Electrophysiological testing is also valuable in diagnosing bradyopsia, as it can identify characteristic ERG findings. For patients with BCD and L-ORD, electrophysiological testing may not be as critical for diagnosis, but it can be useful in monitoring progression.
Finally, electrophysiology testing has applications in both FA and RPA. In FA, this testing—coupled with genetic testing—may be the most reliable tool for diagnosing the condition, according to Dr. Yu and colleagues. For patients with RPA, electrophysiology testing can help diagnose and distinguish the disease from FA.
Applicability of Electrophysiology Tests in Clinic Visits
According to Dr. Yu, electrophysiology tests can be useful for physicians as they help patients and caregivers adapt to years or a lifetime of vision loss or blindness.

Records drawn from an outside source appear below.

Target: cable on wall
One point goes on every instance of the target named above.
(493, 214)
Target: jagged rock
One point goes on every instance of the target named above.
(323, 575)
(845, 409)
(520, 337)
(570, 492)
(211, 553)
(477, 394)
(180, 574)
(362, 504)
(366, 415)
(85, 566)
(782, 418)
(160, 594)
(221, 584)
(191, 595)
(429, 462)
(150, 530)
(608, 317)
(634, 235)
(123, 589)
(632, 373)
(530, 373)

“Electrophysiology in non-macular IRDs may have implications for patient management and counseling,” he notes. “It could help clinicians communicate prognosis, potential visual impairments, and the expected progression of the disease to patients and their families.”
Further, Dr. Yu says that knowledge about the electrophysiological characteristics of non-macular IRDs may influence treatment decisions.
In the future, electrophysiology may help identify new treatments for IRDs.
“The application of electrophysiology in non-macular IRDs could be relevant in the context of ongoing research and development of new therapeutic approaches,” Dr. Yu explains. “Understanding the electrophysiological profile of these diseases may guide the development of targeted interventions.”